Ni Ping, Zhao Xiang, Liang Yujun
College of Marine Life Science, Institute of Evolution and Marine Biodiversity, Ocean University of China, Qingdao, 266003, China.
The Key Laboratory of Mariculture, Ocean University of China, Ministry of Education, Qingdao, 266003, Shandong, China.
Genes Genomics. 2022 Dec;44(12):1457-1469. doi: 10.1007/s13258-022-01324-y. Epub 2022 Oct 14.
Nile tilapia (Oreochromis niloticus), an important economic freshwater fish being cultured globally, is highly adaptable to a wide range of salinities. However, little information is currently available on the mechanism of salinity adaptation.
For a better understanding of this intriguing adaptability, we identified and analyzed aquaporins (AQPs), which are channel proteins with a basic function of intracellular and intercellular transportation for water and certain solutes.
In the present study, we performed genome-wide identification and comprehensive analysis of the duplicated AQP genes in Nile tilapia by bioinformatics methods. Tissue-specific analyses were then combined with transcriptome data under different salinity treatments.

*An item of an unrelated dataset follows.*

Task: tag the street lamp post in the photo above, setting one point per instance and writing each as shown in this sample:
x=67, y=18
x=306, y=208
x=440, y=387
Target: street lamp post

It was revealed that Nile tilapia has a total of twenty-eight AQPs, which are distributed unevenly on twelve chromosomes and belong to four subfamilies according to phylogenetic analysis. These AQPs share conserved AQP characteristic structural domains and motifs, although they differ in molecular weight from 23 to 36 kDa and contain distinct sequences. GO analysis revealed that most AQPs have transporter protein activity and are involved in biological processes such as substance transport, stress response, development and metabolism. KEGG enrichment analysis showed that AQPs were significantly enriched in two pathways, anti-diuretic hormone-regulated reabsorption and bile secretion.

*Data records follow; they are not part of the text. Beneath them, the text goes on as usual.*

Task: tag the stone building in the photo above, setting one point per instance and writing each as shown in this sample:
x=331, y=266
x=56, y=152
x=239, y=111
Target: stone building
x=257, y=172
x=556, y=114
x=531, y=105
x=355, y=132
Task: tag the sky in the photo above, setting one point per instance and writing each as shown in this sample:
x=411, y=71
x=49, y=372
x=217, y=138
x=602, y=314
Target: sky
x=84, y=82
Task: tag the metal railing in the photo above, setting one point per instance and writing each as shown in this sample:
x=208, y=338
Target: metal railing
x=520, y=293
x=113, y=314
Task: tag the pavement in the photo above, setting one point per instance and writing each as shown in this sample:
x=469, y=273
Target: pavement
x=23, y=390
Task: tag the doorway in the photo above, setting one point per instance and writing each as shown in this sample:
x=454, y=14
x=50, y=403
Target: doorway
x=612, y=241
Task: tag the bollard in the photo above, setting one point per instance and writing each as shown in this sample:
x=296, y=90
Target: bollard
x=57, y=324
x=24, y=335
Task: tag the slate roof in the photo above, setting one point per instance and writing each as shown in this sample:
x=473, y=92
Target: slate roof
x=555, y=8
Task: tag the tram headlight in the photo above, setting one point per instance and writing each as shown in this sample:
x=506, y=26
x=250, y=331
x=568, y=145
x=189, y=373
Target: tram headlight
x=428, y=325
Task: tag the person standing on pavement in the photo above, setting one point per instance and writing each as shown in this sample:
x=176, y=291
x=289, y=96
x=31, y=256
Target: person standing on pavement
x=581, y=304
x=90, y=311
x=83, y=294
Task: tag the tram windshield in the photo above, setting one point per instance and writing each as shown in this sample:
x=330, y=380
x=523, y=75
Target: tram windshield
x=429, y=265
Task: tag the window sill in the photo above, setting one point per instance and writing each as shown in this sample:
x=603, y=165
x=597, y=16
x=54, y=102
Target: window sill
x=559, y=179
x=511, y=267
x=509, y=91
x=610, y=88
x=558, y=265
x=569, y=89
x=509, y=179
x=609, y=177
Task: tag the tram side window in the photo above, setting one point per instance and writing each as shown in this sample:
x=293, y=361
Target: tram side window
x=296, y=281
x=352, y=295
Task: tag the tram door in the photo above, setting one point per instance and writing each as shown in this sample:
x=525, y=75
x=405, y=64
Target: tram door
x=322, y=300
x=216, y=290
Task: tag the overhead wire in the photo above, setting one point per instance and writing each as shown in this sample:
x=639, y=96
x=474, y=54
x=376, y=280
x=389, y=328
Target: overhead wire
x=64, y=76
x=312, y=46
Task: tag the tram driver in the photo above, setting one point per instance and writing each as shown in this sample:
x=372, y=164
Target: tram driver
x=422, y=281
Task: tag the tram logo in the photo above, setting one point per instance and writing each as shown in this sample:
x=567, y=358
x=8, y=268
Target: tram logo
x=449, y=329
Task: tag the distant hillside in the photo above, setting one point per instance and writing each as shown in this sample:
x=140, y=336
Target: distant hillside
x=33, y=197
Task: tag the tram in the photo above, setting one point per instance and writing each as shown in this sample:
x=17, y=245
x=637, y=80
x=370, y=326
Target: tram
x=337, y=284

These results suggested that Nile tilapia has a highly developed, albeit complex, osmotic pressure regulation system, which provided a molecular basis for exploring how these AQP members coordinate to help Nile tilapia cope with different salinities.
尼罗罗非鱼(Oreochromis niloticus)是一种在全球范围内养殖的重要经济淡水鱼,对广泛的盐度具有高度适应性。然而,目前关于其盐度适应机制的信息很少。
为了更好地理解这种有趣的适应性,我们鉴定并分析了水通道蛋白(AQP),它们是具有细胞内和细胞间运输水和某些溶质基本功能的通道蛋白。
在本研究中,我们通过生物信息学方法对尼罗罗非鱼中重复的AQP基因进行了全基因组鉴定和综合分析。然后将组织特异性分析与不同盐度处理下的转录组数据相结合。
结果显示尼罗罗非鱼共有28种AQP,它们不均匀地分布在12条染色体上,根据系统发育分析属于4个亚家族。这些AQP共享保守的AQP特征结构域和基序,尽管它们的分子量从23 kDa到36 kDa不等,且包含不同的序列。基因本体(GO)分析表明,大多数AQP具有转运蛋白活性,并参与物质运输、应激反应、发育和代谢等生物学过程。京都基因与基因组百科全书(KEGG)富集分析表明,AQP在抗利尿激素调节的重吸收和胆汁分泌两条途径中显著富集。
这些结果表明尼罗罗非鱼具有高度发达但复杂的渗透压调节系统,这为探索这些AQP成员如何协同帮助尼罗罗非鱼应对不同盐度提供了分子基础。